Commune in Grand Est, France

Durlinsdorf (/fr/; Dürlinsdorf; Deerlersterf) is a commune in the Haut-Rhin department in Alsace in north-eastern France.

==Administration==
Durlinsdorf is a part of the Sundgau region, in the arrondissement of Altkirch and the canton of Altkirch.

==Economy==
Local employment generally not being sufficient to support all the residents of the town, a majority work in nearby Switzerland. However, the following companies do operate in and around Durlinsdorf, and contribute to the local economy.

- A sawmill employing more than 20 people specializing in the frames and construction of country cottages.
- A butcher shop which also operates as a restaurant.
- A wine and liquor shop.
- A company specializing in outdoor party and reception equipment.
- A photographer.

==Church==
Sts Peter and Paul, Durlinsdorf's historic Roman Catholic church, is built at the end of a rocky outcrop which overlooks the village and the valley of Grumbach. Local tradition holds that the church is built on the site of an old Roman camp, and that the bell-tower is built on the remains of a Roman observation tower. During renovations in 1906 pieces of a massive foundation were uncovered and quickly attributed to the Romans, though without legitimate archaeological research. The current church is the second to occupy the site, the first having collapsed due to foundation shifting. The current bell-tower is thought to date to the 10th or 11th century.

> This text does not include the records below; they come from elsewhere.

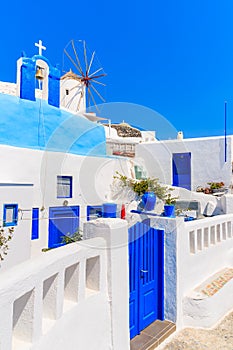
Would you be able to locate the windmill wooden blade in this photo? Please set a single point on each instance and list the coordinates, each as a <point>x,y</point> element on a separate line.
<point>90,64</point>
<point>98,70</point>
<point>85,55</point>
<point>98,82</point>
<point>93,99</point>
<point>99,76</point>
<point>97,92</point>
<point>71,59</point>
<point>77,59</point>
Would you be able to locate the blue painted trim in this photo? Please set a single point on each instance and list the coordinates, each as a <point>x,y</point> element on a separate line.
<point>98,214</point>
<point>13,207</point>
<point>57,224</point>
<point>61,177</point>
<point>161,272</point>
<point>35,223</point>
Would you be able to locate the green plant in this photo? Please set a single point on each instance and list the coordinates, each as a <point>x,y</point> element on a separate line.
<point>4,239</point>
<point>169,200</point>
<point>143,185</point>
<point>75,237</point>
<point>216,185</point>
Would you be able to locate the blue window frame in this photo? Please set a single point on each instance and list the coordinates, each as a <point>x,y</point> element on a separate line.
<point>35,223</point>
<point>10,214</point>
<point>94,212</point>
<point>64,186</point>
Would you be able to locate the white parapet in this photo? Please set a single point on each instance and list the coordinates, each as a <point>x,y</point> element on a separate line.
<point>115,234</point>
<point>57,300</point>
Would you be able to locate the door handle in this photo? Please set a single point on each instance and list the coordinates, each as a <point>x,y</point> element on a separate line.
<point>142,273</point>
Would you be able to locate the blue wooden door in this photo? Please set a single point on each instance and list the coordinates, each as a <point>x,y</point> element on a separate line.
<point>62,221</point>
<point>181,167</point>
<point>146,247</point>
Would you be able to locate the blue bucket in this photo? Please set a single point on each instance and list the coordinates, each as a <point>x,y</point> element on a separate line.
<point>169,210</point>
<point>109,210</point>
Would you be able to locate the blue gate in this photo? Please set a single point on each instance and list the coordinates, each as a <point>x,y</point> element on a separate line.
<point>62,221</point>
<point>181,166</point>
<point>146,276</point>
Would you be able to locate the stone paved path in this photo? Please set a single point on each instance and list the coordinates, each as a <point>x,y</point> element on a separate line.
<point>218,338</point>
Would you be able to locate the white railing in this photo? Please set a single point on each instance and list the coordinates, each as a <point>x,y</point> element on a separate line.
<point>204,234</point>
<point>37,293</point>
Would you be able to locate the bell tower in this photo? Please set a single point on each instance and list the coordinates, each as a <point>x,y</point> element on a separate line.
<point>37,78</point>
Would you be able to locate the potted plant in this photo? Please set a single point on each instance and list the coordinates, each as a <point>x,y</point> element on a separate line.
<point>169,206</point>
<point>216,186</point>
<point>145,190</point>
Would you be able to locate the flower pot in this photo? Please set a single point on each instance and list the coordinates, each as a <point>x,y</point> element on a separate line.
<point>148,201</point>
<point>109,210</point>
<point>169,210</point>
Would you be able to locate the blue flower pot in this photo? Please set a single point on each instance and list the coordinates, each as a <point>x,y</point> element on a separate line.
<point>109,210</point>
<point>169,210</point>
<point>148,201</point>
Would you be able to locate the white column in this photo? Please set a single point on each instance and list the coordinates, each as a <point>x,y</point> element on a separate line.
<point>6,320</point>
<point>115,232</point>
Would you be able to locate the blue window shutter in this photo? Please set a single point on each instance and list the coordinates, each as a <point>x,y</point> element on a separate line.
<point>35,223</point>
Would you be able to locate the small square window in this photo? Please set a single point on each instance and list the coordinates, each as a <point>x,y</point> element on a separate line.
<point>35,223</point>
<point>10,214</point>
<point>64,186</point>
<point>94,212</point>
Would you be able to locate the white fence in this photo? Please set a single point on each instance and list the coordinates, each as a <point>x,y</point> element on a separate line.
<point>194,251</point>
<point>69,297</point>
<point>203,235</point>
<point>38,297</point>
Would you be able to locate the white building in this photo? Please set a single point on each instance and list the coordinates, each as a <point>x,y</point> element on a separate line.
<point>55,174</point>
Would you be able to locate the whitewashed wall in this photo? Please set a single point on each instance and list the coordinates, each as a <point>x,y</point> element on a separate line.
<point>20,245</point>
<point>92,177</point>
<point>194,251</point>
<point>207,159</point>
<point>72,297</point>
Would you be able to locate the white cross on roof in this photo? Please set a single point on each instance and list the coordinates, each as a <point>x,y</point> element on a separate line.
<point>40,46</point>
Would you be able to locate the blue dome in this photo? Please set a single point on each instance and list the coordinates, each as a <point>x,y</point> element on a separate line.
<point>38,125</point>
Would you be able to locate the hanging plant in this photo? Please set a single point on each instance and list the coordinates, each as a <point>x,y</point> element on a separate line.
<point>143,185</point>
<point>5,237</point>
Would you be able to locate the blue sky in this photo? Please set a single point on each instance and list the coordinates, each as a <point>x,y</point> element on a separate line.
<point>174,57</point>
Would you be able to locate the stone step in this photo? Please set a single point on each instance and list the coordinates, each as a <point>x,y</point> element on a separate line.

==Wild roses of Durlinsdorf - a legend==
When the Swedes devastated Sundgau in the year 1632, they also sacked the village of Durlinsdorf. The inhabitants took refuge in the forests of the Jura and remained there until the departure of the Swedes. When returning to their destroyed homes, they discovered an amazing sight: the deep depression in which Durlinsdorf is nested was covered with wild roses which, since the town's destruction had invaded and entirely occupied the village. The peasants rebuilt Durlinsdorf but preserved some wild roses in their gardens. Even today you can find these roses around the older homes.